Por eso a la película le funcionan sus sucias entrañas con fácil ordenada nitidez de bailarina de juguete sobre pianito musical de cuerda. La estrechísima demarcación temporal sobre la que se va desarrollando la acción abunda en esa premura vital que ha de ir solucionando Juan Oliver, el desesperado protagonista. El punto de vista alertado y apremiante que éste posibilita hace que la escrutación del paisanaje humano que le sobreviene encima sea también expeditiva. La galería de desalmados no puede ser más devastadora. Monzón no escatima cercanía en la casi improvisada descripción que va emergiendo de cada uno de ellos. Ésta es realista, pero no maniquea. Su diversidad, la relación jerarquizada allí establecida y, sobre todo, la rudeza cómica de algunas de las réplicas y de la situaciones (la demanda de gambas) evitan ese riesgo simplificador.
Sin embargo, el veto a ese posible maniqueísmo viene impuesto por la impecable ramificación de la historia en cuatro líneas narrativas que hacen que aquella no se supedite al seguimiento incesante de la tesitura que lidera Oliver: a saber, la que atañe a las tácticas policiales al otro lado del módulo de amotinados (en ella advertimos que la villanía no es sólo cosa de enrejados: la incompetencia de la ley también engendra monstruos); la que se ciñe al personaje de la esposa de Oliver (quizás el único fallo del film); el elemento sorpresivo de un grupo de etarras, utilizado como baza central estructurante imprescindible; y, sobre todo, en la progresiva relación de amistad generada por la carambola de necesidades que aproximará a Juan y a esa criatura memorable que encarna un superlativo Luis Tosar: Malamadre, el sagaz líder de la jauría de deshauciados de por vida. Despiado Long John Silver de esta no muy remota versión penitenciaria de LA ISLA DEL TESORO, inteligente y determinado como un pirata malo, sabedor del abordaje definitivo, este personaje condensa en sí mismo la brutalidad mercenaria, vengativa, escéptica y aguda por la que se escora la cruda tensión herrumbrosa y enfermiza que respiran todos los planos.
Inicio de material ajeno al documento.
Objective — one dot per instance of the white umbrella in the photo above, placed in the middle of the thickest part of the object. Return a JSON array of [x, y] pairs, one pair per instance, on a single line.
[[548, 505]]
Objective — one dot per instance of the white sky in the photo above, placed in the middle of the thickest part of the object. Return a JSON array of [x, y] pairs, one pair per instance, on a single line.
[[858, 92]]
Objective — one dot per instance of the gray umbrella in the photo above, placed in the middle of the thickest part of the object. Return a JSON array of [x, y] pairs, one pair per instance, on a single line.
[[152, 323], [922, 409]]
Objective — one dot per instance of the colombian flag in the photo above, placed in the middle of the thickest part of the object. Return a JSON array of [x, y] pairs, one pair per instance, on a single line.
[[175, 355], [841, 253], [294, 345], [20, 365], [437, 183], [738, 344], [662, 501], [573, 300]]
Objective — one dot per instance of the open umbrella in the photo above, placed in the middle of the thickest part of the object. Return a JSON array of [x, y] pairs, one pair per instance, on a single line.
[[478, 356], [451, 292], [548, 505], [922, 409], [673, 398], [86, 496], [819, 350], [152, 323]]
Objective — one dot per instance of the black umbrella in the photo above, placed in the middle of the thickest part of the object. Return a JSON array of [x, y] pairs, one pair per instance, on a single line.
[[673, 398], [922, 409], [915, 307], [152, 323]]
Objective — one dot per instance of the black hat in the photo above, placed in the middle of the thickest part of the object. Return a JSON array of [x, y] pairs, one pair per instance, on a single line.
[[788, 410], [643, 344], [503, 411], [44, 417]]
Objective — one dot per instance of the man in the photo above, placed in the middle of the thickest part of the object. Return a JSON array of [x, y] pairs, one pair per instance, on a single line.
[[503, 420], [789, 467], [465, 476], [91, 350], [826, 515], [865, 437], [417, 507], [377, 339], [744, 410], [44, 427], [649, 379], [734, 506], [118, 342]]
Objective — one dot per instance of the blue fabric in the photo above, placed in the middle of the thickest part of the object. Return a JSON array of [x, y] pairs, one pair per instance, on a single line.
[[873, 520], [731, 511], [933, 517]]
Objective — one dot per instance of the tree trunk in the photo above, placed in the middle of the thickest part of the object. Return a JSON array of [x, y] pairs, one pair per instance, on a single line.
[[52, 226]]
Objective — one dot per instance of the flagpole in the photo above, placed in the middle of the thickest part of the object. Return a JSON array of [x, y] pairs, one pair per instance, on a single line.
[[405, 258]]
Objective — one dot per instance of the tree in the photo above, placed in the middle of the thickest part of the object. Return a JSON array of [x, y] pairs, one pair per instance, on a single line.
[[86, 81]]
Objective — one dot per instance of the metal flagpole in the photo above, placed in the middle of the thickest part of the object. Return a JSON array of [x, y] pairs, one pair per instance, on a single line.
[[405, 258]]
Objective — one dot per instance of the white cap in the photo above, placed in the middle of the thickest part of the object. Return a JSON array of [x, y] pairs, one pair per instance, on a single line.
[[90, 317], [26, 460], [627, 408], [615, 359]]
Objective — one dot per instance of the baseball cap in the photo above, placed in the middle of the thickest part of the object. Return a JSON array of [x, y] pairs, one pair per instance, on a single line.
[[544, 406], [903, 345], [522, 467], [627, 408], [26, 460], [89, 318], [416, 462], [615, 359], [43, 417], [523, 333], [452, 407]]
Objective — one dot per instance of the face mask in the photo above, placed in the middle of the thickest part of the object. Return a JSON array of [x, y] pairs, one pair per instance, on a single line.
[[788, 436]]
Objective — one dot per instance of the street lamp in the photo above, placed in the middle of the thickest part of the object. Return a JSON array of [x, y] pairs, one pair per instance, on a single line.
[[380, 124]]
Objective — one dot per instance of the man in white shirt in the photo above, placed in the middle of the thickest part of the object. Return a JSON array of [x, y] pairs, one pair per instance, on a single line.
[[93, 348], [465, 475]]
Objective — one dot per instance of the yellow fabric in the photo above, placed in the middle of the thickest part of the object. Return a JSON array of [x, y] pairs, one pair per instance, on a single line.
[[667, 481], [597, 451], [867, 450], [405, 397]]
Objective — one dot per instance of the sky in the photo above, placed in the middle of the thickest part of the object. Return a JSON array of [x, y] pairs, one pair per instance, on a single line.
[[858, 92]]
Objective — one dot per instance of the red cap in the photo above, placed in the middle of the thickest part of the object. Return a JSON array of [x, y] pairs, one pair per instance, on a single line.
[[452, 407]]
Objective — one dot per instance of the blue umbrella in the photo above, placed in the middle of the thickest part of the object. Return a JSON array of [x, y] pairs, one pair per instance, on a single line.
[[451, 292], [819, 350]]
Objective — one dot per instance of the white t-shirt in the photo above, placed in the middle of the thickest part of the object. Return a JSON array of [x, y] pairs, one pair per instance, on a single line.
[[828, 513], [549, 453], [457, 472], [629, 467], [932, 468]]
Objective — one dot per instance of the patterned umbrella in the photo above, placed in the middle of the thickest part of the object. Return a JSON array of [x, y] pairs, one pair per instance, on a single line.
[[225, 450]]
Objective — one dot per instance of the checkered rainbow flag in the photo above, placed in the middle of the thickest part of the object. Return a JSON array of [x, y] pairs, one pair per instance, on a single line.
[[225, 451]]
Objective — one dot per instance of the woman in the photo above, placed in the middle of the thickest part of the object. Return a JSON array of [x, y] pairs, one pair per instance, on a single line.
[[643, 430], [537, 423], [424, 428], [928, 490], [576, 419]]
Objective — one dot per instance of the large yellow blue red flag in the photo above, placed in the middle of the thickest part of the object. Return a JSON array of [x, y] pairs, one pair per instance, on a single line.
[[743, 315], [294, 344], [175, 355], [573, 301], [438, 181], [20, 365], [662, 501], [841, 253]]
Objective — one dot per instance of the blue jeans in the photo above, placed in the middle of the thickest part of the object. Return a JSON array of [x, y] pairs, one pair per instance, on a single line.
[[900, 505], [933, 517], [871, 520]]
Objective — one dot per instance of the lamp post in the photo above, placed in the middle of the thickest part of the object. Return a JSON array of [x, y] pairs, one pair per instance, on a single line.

Vigorosa, eficaz, colérica, creíble y flagelante, CELDA 211 deviene celuloide fiero, de ese que reclama impiedad para con la frágil textura del pescuezo de quien la está contemplando. De ese que exige petrificada, incierta complicidad de bazo apretado por punta de puñal con ganitas de corte al tajo. Ni crítico de cine, ni co-director de programas televisivos de información cinematográfica, ni guionista, Monzón ha sido domador antes que fraile. Con ningún otro bagaje podría haber saldado esta sobresaliente lección de valentía cinematográfica. Todos los leones de la jaula acaban acatando la limpia equidistancia circular de su aro.